Хаджи Якуб уже уходил, когда его остановил властный голос хана:
— Задержись! Отпиши великому султану Сулейману, что я выполнил все, что он приказал! Сагиб-Гирея больше нет! И еще… напиши Сююн-Бике в Казань, что ей нечего больше опасаться. Булюк-Гирей мертв, и пусть ее сын будет ханом.
Когда хаджи Якуб вышел, Кан-бирды произнес:
— Булюк не был тебе опасен. Он слишком молод и неискушен в делах. — По его губам скользнула легкая усмешка. — Или ты действительно хотел помочь вдове Сафа-Гирея?
— Если бы я не знал тебя, Кан-бирды, то подумал бы, что ты жалеешь Булюка. Я избавился от соперника! Если сегодня моему двоюродному брату захотелось стать казанским ханом, то завтра к нему может прийти желание сделаться крымским!
— Ты мудр не по годам, Девлет-Гирей, — согласился Кан-бирды.
…А утром жители Бахчэ-Сарая увидели голову Булюка.
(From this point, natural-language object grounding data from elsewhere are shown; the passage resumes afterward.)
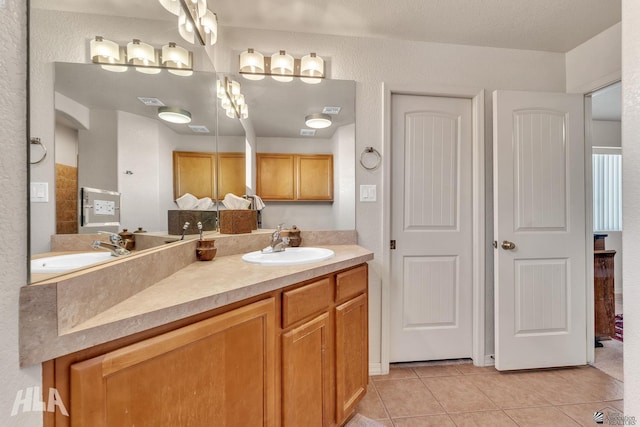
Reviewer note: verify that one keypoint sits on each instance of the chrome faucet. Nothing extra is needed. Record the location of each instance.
(278, 242)
(117, 245)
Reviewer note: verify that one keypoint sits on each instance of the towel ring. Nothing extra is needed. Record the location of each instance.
(370, 165)
(36, 141)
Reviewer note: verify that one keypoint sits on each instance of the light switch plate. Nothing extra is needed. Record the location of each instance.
(40, 192)
(367, 193)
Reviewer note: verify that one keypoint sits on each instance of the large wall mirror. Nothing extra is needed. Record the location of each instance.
(66, 91)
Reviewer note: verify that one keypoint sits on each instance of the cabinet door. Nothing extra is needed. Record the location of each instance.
(275, 176)
(231, 174)
(306, 374)
(217, 372)
(351, 355)
(314, 177)
(194, 173)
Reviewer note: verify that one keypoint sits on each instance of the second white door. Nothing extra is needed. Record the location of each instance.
(431, 267)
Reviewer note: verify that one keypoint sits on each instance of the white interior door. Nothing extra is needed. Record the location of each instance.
(431, 267)
(539, 213)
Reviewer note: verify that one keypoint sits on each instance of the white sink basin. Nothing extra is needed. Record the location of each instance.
(62, 263)
(290, 256)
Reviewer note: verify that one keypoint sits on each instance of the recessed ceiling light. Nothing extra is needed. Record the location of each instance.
(318, 121)
(331, 110)
(151, 102)
(174, 115)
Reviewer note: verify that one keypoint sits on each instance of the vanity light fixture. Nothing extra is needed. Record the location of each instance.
(281, 66)
(231, 99)
(142, 56)
(318, 121)
(195, 21)
(174, 115)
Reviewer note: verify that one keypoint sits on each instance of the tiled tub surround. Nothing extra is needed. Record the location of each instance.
(155, 287)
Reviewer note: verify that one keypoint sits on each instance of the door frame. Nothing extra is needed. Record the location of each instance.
(478, 202)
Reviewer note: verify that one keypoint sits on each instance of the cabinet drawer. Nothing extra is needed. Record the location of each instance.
(351, 283)
(310, 299)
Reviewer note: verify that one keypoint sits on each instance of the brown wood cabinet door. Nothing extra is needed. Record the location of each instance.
(314, 177)
(352, 357)
(194, 172)
(231, 174)
(275, 176)
(306, 374)
(217, 372)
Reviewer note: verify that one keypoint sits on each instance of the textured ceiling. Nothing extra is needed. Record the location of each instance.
(547, 25)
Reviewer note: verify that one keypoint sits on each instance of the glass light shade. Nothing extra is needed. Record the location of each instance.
(311, 68)
(201, 7)
(143, 52)
(318, 121)
(252, 62)
(172, 6)
(175, 56)
(235, 88)
(210, 24)
(104, 48)
(174, 115)
(185, 27)
(282, 63)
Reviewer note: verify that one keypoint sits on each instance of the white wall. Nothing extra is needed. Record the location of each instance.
(14, 220)
(417, 65)
(64, 37)
(631, 197)
(595, 63)
(66, 145)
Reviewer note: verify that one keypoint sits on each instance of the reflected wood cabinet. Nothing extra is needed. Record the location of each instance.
(294, 177)
(293, 357)
(196, 173)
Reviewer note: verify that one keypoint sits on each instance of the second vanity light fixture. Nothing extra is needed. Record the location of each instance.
(144, 57)
(231, 99)
(195, 21)
(281, 66)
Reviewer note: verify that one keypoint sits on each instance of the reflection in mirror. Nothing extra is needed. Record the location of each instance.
(79, 111)
(276, 124)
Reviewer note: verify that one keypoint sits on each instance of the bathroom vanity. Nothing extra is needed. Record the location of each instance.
(213, 343)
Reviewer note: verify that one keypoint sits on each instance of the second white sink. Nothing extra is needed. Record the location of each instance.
(290, 256)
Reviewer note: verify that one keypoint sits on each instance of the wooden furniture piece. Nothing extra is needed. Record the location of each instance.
(294, 177)
(603, 288)
(296, 356)
(206, 174)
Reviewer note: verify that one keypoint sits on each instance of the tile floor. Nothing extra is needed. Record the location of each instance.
(428, 394)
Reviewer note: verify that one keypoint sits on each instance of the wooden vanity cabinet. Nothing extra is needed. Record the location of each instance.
(219, 371)
(294, 177)
(289, 358)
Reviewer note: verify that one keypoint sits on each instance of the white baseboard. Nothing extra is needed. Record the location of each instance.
(376, 369)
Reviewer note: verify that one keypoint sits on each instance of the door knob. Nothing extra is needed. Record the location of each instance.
(507, 245)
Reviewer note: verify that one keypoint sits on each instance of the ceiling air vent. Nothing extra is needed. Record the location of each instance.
(331, 110)
(199, 128)
(151, 102)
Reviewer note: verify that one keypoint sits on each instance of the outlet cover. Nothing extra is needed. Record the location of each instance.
(367, 193)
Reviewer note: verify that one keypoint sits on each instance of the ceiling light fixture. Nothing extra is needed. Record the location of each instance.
(195, 21)
(174, 115)
(142, 56)
(318, 121)
(281, 66)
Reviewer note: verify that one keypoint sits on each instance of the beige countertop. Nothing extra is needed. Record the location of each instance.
(58, 318)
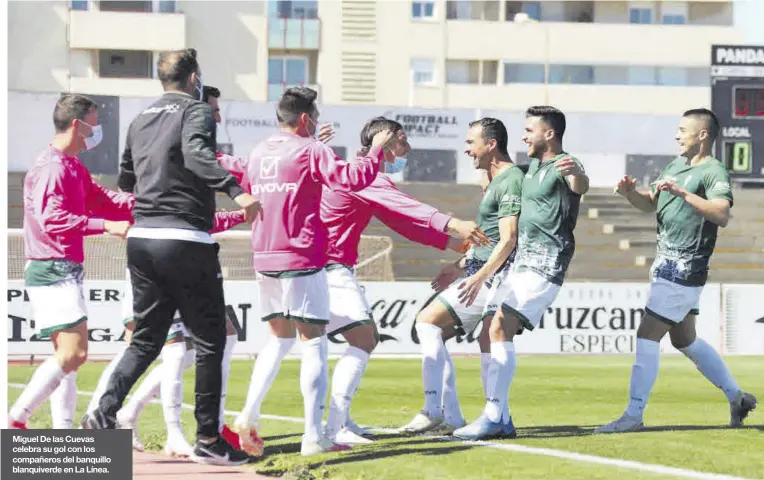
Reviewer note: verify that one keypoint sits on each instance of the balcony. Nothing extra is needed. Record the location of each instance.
(275, 91)
(99, 30)
(587, 43)
(294, 33)
(124, 87)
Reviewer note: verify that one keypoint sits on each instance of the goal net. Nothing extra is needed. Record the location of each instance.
(105, 257)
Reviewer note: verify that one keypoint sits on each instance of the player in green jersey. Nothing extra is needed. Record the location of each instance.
(551, 193)
(692, 198)
(471, 281)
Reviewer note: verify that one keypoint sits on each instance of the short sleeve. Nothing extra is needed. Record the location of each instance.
(716, 183)
(510, 195)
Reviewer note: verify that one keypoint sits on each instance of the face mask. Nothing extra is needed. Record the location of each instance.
(199, 86)
(95, 137)
(397, 166)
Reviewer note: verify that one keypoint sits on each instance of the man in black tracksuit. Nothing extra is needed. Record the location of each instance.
(170, 164)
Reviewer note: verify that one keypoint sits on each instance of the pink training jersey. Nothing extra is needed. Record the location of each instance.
(286, 173)
(62, 204)
(346, 215)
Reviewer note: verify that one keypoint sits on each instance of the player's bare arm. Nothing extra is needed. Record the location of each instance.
(471, 286)
(573, 174)
(716, 210)
(643, 201)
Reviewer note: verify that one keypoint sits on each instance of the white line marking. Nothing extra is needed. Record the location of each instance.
(548, 452)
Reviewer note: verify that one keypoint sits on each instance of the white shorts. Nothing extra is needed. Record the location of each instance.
(57, 307)
(671, 302)
(347, 300)
(528, 295)
(304, 298)
(467, 318)
(176, 329)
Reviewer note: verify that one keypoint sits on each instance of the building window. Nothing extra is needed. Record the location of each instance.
(674, 20)
(472, 10)
(423, 72)
(125, 64)
(292, 9)
(285, 72)
(165, 6)
(532, 9)
(472, 72)
(641, 15)
(422, 9)
(577, 74)
(523, 73)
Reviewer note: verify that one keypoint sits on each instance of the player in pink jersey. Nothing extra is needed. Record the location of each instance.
(287, 172)
(62, 205)
(346, 215)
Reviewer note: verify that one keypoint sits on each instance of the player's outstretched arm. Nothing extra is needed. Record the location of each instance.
(340, 175)
(573, 173)
(643, 201)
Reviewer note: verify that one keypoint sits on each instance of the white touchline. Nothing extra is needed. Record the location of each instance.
(548, 452)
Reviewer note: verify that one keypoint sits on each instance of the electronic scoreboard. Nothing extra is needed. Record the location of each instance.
(737, 98)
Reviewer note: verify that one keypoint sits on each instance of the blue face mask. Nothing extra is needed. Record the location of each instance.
(397, 166)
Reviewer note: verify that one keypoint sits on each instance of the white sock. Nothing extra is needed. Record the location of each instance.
(345, 381)
(643, 376)
(433, 364)
(264, 373)
(63, 402)
(711, 365)
(314, 384)
(147, 390)
(171, 383)
(230, 342)
(503, 365)
(42, 384)
(103, 380)
(485, 366)
(452, 412)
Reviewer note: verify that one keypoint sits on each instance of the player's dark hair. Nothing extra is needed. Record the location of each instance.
(70, 107)
(551, 116)
(294, 102)
(494, 129)
(709, 117)
(208, 92)
(175, 67)
(373, 127)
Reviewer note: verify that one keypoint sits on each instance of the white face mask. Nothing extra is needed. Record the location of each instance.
(397, 166)
(95, 137)
(199, 86)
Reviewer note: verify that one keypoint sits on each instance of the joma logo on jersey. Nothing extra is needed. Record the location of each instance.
(269, 167)
(274, 187)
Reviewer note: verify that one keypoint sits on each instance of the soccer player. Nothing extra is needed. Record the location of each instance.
(465, 303)
(551, 194)
(289, 170)
(177, 354)
(346, 215)
(692, 198)
(62, 204)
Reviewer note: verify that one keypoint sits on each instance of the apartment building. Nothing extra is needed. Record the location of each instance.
(587, 56)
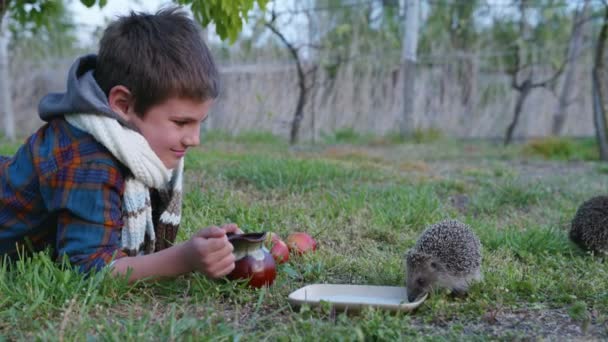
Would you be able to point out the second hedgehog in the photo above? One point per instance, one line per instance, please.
(447, 255)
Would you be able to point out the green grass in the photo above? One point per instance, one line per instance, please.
(563, 148)
(366, 203)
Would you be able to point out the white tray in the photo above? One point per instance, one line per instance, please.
(355, 297)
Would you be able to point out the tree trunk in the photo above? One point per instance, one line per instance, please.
(408, 64)
(574, 49)
(599, 111)
(299, 112)
(523, 94)
(5, 84)
(599, 119)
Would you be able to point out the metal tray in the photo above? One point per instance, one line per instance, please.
(355, 297)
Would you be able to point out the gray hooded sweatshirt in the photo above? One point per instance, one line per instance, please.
(83, 94)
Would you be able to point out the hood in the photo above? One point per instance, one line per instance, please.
(83, 94)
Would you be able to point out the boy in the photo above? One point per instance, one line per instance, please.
(101, 181)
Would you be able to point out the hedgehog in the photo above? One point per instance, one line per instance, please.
(446, 255)
(589, 229)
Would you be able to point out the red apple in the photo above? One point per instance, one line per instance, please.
(301, 242)
(259, 269)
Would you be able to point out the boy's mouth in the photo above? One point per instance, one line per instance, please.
(179, 153)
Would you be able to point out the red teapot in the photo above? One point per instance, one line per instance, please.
(253, 261)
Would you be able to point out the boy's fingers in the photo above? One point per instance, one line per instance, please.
(232, 228)
(211, 232)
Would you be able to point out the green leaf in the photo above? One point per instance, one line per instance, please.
(88, 3)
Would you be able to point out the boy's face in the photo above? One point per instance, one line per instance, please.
(170, 127)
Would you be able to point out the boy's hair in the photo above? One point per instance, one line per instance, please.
(156, 56)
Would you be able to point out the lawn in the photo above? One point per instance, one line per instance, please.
(365, 200)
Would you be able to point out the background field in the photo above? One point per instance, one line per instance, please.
(365, 199)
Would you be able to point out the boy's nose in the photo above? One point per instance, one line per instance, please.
(192, 139)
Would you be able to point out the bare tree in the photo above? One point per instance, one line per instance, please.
(408, 65)
(303, 87)
(5, 84)
(522, 73)
(574, 48)
(599, 92)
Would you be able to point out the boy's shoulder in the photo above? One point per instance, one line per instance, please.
(58, 145)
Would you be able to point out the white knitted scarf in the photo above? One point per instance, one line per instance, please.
(139, 233)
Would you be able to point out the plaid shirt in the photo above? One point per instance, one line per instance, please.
(63, 190)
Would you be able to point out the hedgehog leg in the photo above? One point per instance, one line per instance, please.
(459, 293)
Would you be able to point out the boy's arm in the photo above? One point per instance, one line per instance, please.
(208, 252)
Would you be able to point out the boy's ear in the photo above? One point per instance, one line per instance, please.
(120, 100)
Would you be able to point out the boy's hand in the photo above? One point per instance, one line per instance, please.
(232, 228)
(209, 251)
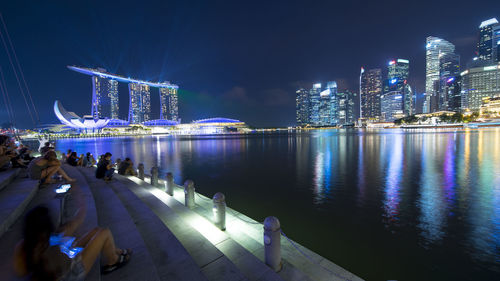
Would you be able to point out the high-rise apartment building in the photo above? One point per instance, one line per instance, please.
(435, 48)
(479, 83)
(104, 98)
(486, 44)
(302, 107)
(140, 103)
(370, 90)
(169, 109)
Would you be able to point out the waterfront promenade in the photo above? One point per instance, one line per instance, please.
(170, 241)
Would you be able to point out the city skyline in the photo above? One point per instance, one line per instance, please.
(232, 79)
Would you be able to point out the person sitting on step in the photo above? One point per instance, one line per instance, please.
(127, 168)
(73, 159)
(49, 254)
(43, 168)
(105, 169)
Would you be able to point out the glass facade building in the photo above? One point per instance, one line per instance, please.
(449, 73)
(479, 83)
(169, 109)
(139, 103)
(302, 107)
(104, 98)
(435, 47)
(370, 92)
(486, 46)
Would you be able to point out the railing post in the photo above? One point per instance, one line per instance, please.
(169, 184)
(272, 243)
(140, 171)
(189, 194)
(154, 176)
(219, 210)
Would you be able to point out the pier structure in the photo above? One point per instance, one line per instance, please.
(171, 241)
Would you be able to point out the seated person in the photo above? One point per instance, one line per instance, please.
(88, 160)
(43, 168)
(44, 149)
(8, 152)
(126, 168)
(105, 169)
(72, 159)
(44, 254)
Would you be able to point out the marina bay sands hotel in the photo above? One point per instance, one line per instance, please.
(105, 97)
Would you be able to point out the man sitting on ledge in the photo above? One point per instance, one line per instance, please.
(105, 168)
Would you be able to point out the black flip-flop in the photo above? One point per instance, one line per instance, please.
(122, 260)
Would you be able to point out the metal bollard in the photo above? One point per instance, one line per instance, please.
(169, 184)
(154, 176)
(219, 210)
(189, 193)
(272, 240)
(140, 171)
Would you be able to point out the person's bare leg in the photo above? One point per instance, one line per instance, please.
(65, 176)
(102, 242)
(47, 174)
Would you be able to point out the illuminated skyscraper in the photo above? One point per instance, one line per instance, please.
(398, 71)
(449, 87)
(169, 109)
(435, 48)
(140, 103)
(486, 44)
(104, 98)
(302, 107)
(370, 92)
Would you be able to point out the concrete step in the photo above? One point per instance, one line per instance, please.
(213, 263)
(171, 259)
(13, 235)
(91, 218)
(112, 214)
(13, 201)
(7, 177)
(245, 261)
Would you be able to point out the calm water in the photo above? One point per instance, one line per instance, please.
(383, 204)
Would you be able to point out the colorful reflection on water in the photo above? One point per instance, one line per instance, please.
(388, 204)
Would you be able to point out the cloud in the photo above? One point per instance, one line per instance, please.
(238, 94)
(277, 97)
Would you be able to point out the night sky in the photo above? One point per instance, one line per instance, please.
(235, 59)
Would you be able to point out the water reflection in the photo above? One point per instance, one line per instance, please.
(442, 187)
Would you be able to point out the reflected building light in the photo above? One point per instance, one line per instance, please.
(393, 181)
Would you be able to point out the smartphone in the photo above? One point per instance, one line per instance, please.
(63, 188)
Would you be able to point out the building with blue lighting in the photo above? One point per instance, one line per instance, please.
(105, 96)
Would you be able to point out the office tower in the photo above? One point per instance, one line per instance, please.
(496, 42)
(302, 107)
(104, 98)
(314, 104)
(449, 70)
(435, 48)
(139, 103)
(370, 92)
(169, 104)
(391, 106)
(328, 105)
(478, 83)
(486, 43)
(346, 107)
(397, 81)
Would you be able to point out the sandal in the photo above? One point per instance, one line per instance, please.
(122, 260)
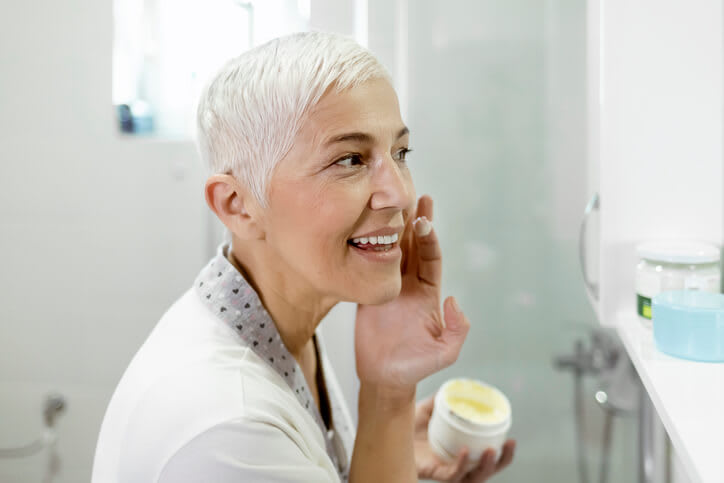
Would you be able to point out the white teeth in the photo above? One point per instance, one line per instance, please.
(376, 240)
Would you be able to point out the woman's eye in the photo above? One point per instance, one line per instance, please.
(348, 160)
(401, 155)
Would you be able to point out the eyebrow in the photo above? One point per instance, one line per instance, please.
(361, 137)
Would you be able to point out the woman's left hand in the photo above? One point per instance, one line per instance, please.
(432, 467)
(401, 342)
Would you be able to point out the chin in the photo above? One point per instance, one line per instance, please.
(381, 294)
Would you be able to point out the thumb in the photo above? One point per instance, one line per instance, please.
(456, 329)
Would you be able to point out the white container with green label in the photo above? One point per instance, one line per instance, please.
(674, 265)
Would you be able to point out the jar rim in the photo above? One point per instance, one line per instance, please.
(468, 425)
(679, 251)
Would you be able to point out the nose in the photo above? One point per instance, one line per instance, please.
(391, 185)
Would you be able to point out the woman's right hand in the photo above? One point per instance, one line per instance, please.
(399, 343)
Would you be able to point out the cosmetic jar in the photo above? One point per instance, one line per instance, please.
(674, 265)
(690, 324)
(468, 413)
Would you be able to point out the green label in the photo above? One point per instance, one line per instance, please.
(644, 306)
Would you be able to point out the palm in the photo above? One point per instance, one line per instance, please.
(402, 341)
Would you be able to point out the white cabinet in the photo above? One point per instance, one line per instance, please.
(656, 119)
(656, 125)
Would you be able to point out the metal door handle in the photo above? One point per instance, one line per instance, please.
(593, 204)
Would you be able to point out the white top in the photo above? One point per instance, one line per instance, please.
(213, 395)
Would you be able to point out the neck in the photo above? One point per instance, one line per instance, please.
(294, 306)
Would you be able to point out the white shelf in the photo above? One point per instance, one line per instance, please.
(688, 396)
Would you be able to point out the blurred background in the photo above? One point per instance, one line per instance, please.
(104, 223)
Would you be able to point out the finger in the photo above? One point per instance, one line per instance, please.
(457, 326)
(407, 244)
(456, 471)
(429, 253)
(426, 405)
(507, 457)
(411, 246)
(485, 468)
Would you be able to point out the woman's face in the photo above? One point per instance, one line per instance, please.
(345, 177)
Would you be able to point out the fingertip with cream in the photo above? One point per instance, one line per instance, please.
(422, 226)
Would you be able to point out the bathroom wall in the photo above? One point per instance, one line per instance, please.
(497, 111)
(99, 233)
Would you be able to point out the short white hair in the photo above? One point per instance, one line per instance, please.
(250, 112)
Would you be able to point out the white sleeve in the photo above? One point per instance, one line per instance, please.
(242, 450)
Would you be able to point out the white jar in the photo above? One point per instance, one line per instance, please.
(674, 265)
(468, 413)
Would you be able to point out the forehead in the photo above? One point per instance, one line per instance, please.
(371, 107)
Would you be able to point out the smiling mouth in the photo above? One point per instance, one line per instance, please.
(374, 248)
(376, 244)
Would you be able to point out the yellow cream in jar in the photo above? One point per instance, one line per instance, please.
(475, 402)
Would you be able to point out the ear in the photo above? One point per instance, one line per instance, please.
(234, 205)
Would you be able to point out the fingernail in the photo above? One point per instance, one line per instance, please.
(455, 305)
(423, 226)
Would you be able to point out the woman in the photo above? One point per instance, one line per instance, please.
(307, 152)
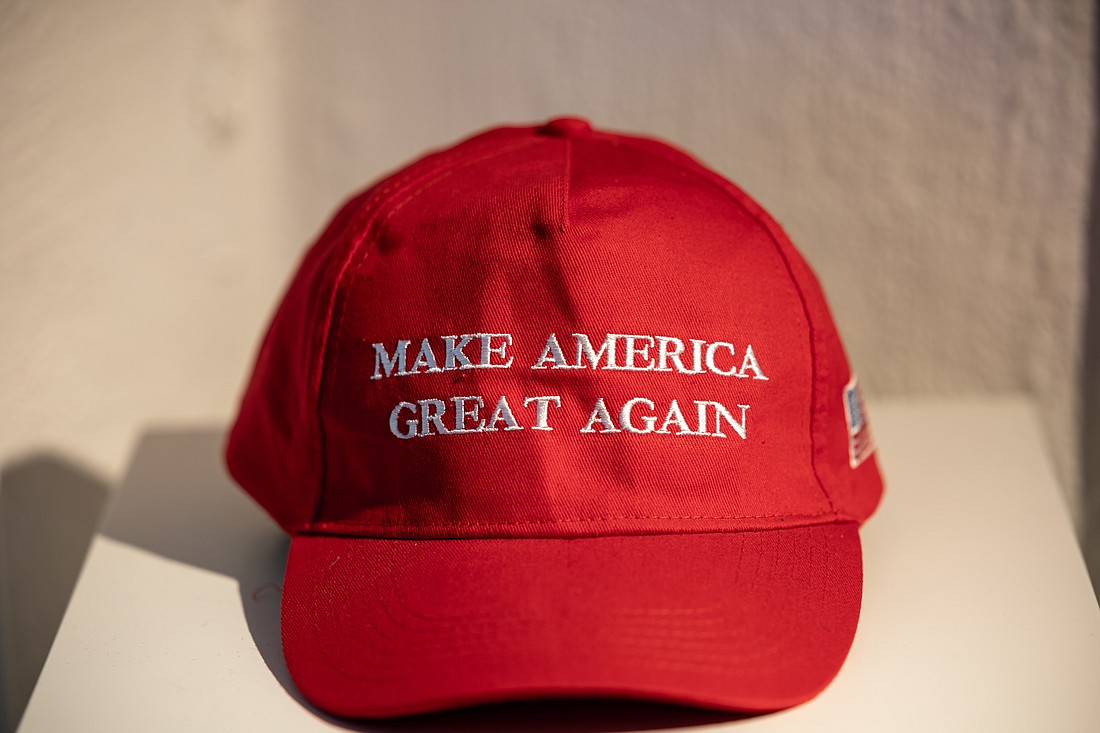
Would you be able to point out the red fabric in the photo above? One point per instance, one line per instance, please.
(741, 621)
(527, 232)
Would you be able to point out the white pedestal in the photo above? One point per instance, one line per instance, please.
(978, 614)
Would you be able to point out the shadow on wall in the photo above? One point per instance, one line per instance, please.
(48, 510)
(1090, 342)
(177, 502)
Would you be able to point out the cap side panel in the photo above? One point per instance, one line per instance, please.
(384, 204)
(492, 260)
(273, 448)
(778, 239)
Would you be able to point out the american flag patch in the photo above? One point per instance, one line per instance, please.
(860, 440)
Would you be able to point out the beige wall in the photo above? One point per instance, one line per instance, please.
(165, 163)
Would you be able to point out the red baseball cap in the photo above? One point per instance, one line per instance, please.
(559, 412)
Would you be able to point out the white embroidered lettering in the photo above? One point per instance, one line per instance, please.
(431, 413)
(409, 424)
(710, 359)
(630, 351)
(461, 413)
(585, 351)
(454, 357)
(750, 362)
(425, 358)
(384, 361)
(647, 420)
(541, 409)
(502, 414)
(488, 350)
(552, 353)
(601, 415)
(675, 417)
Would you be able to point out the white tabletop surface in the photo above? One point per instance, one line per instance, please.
(978, 614)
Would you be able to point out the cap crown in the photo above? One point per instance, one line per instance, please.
(552, 332)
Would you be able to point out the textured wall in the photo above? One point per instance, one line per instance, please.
(165, 163)
(931, 159)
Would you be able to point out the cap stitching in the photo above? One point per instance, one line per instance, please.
(729, 189)
(572, 521)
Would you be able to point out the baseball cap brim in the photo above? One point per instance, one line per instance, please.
(750, 621)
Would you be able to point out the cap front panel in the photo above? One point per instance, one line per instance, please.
(567, 338)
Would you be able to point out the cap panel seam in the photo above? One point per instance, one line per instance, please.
(592, 520)
(730, 190)
(363, 225)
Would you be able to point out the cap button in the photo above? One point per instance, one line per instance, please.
(567, 127)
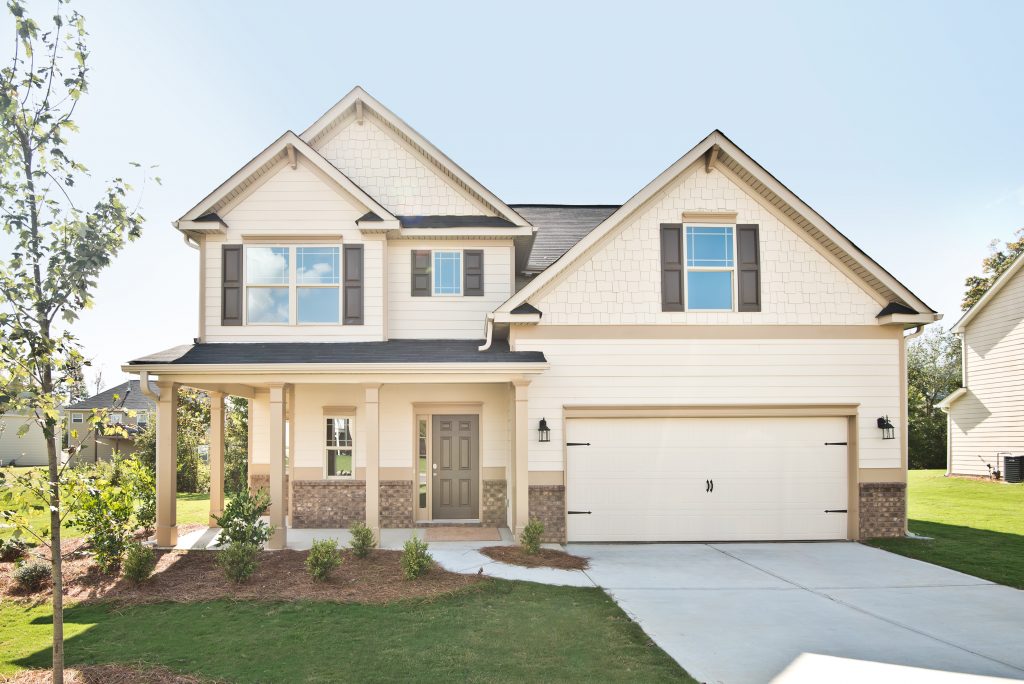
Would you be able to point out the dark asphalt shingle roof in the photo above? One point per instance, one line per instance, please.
(129, 396)
(392, 351)
(559, 227)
Она торчала на высоком колу в центре базарной площади, там, где продавали алую, будто застывшую каплями кровь, вишню…
Скоро в Казань докатилась весть, что Булюка — старшего сына Сафа-Гирея — уже не дождаться. А друг сеида и посол Казанского ханства Мухаммед Риза не подавал о себе вестей — ни плохих, ни хороших. И только через месяц стало известно, что все посольство Казани на обратной дороге было задержано на границе с Ногаями казаками мурзы Юсуфа. А затем, в знак верной и нерушимой дружбы Ногайской Орды и Московского государства, пленники были переданы царю Ивану. Кулшериф, во спасение казанских послов, отписал послание в Москву, царю Ивану, но уже на следующий день в Казани стало известно, что оно запоздало. Всех мусульман, попавших в плен, крестили при большом скоплении народа на Москве-реке под белокаменными соборами Новодевичьего монастыря, с головой окуная в стылую воду. Принять православие даже под страхом смерти отказался только Мухаммед Риза.